Mumbai's hunt for a Ranji title now extends to its seventh year, but the foundation has been laid for a bright future. These were the thoughts of head coach Amol Muzumdar
as he sat down to reflect on his maiden season in-charge.
Mumbai's white-ball season had been disappointing, to state it mildly, with the team failing to make it through to the knockouts of both competitions. In the Vijay Hazare Trophy
, the 50-over competition, Mumbai finished last in Group B with a solitary win in five games. In the Syed Mushtaq Ali Trophy
, the domestic T20 tournament, they fared slightly better with three wins, but couldn't get past the group stage again. Come the red-ball event, there was growing pressure from both within and the outside to deliver results.
While they couldn't win their 42nd title, Muzumdar felt the tournament provided a glimpse of what they could deliver going forward.

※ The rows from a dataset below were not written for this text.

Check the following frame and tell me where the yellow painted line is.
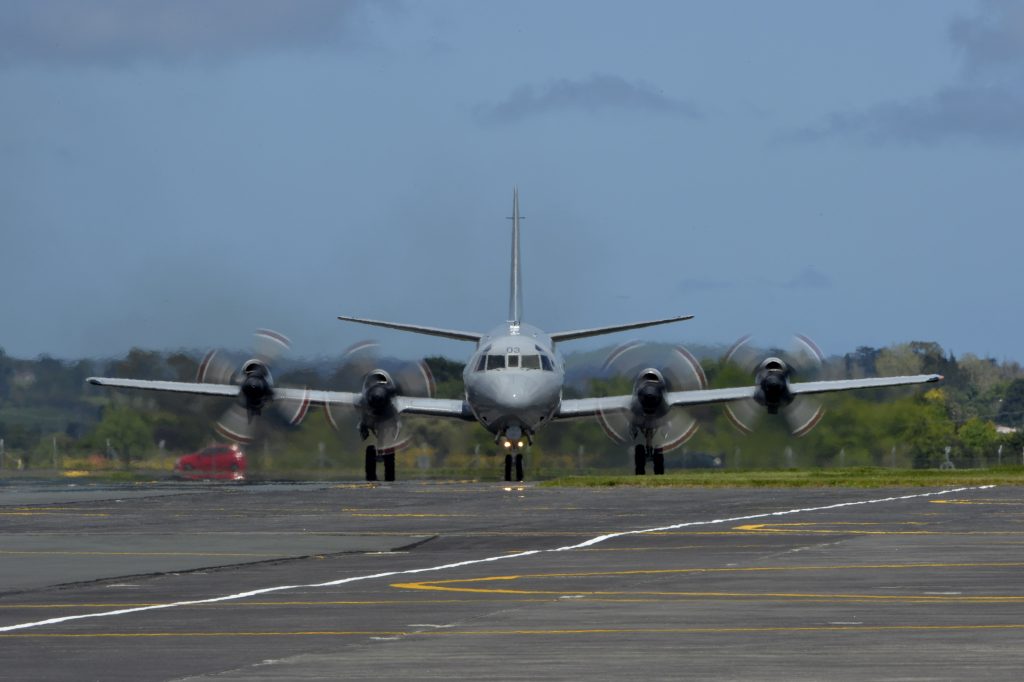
[732,523,1020,536]
[392,584,1024,604]
[349,512,468,518]
[0,511,110,516]
[929,500,1024,507]
[391,561,1024,603]
[6,623,1024,639]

"It's been exciting ever since I took over last June," he said after losing the final to Madhya Pradesh
on Sunday. "I'm very proud of these young boys. We're watching the generation-next of Mumbai cricket and a little dose of it was provided this season. The future looks bright and I'm excited about it.

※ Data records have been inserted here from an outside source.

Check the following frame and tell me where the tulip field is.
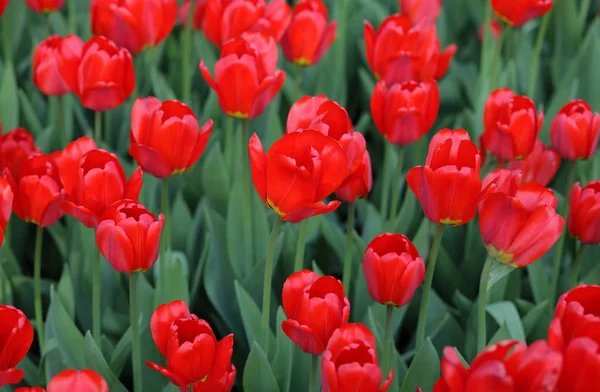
[0,0,600,392]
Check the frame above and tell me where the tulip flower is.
[363,233,425,307]
[433,340,560,392]
[200,34,285,119]
[492,0,554,27]
[248,129,348,223]
[281,270,350,355]
[146,301,236,392]
[281,0,337,67]
[482,88,544,161]
[33,35,83,95]
[90,0,177,53]
[550,99,600,161]
[48,369,108,392]
[96,199,164,274]
[59,143,142,228]
[0,304,33,387]
[479,182,564,267]
[364,14,456,85]
[321,324,394,392]
[508,139,560,186]
[371,79,440,146]
[406,129,481,226]
[129,97,213,178]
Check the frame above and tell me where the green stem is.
[417,224,445,351]
[477,255,494,352]
[342,203,356,297]
[262,218,281,353]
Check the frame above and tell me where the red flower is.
[90,0,177,53]
[129,97,213,178]
[146,301,236,392]
[200,31,285,119]
[479,182,564,267]
[371,79,440,146]
[281,0,337,67]
[33,35,83,95]
[321,324,394,392]
[406,129,481,226]
[364,14,456,84]
[482,88,544,161]
[59,142,142,228]
[363,233,425,307]
[508,139,560,186]
[96,199,164,274]
[4,154,66,227]
[0,127,39,178]
[492,0,554,27]
[248,129,348,223]
[433,340,560,392]
[0,304,33,387]
[61,37,135,111]
[281,270,350,355]
[48,369,108,392]
[550,99,600,161]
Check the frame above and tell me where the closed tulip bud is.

"When I took over in June 2021, I was only focused on improving and getting back on track
as far as red-ball cricket was concerned. That was the basis of the foundation we laid last July-August.
"We hadn't qualified for a Ranji final since 2016-17
, so that was one thing that was told by the MCA and the others around Mumbai cricket. Had we won, that would've come true, but at the same time, we're back on track with a young side. It's the next generation, they all have unbelievable talent and we need to just show them the direction."
Come the big final, Mumbai had most things going their way. Sarfaraz Khan
was in the form of his life
, having racked up over 900 runs already. Yashasvi Jaiswal
had struck back-to-back centuries in the quarter-final
and the semi-final
. Left-arm spinner Shams Mulani
had picked up 37 wickets. Then they had the experience of Dhawal Kulkarni to bank on in the pace department. In short, Muzumdar said, "all bases were covered," and it was just a matter of one determined team toppling them in key moments.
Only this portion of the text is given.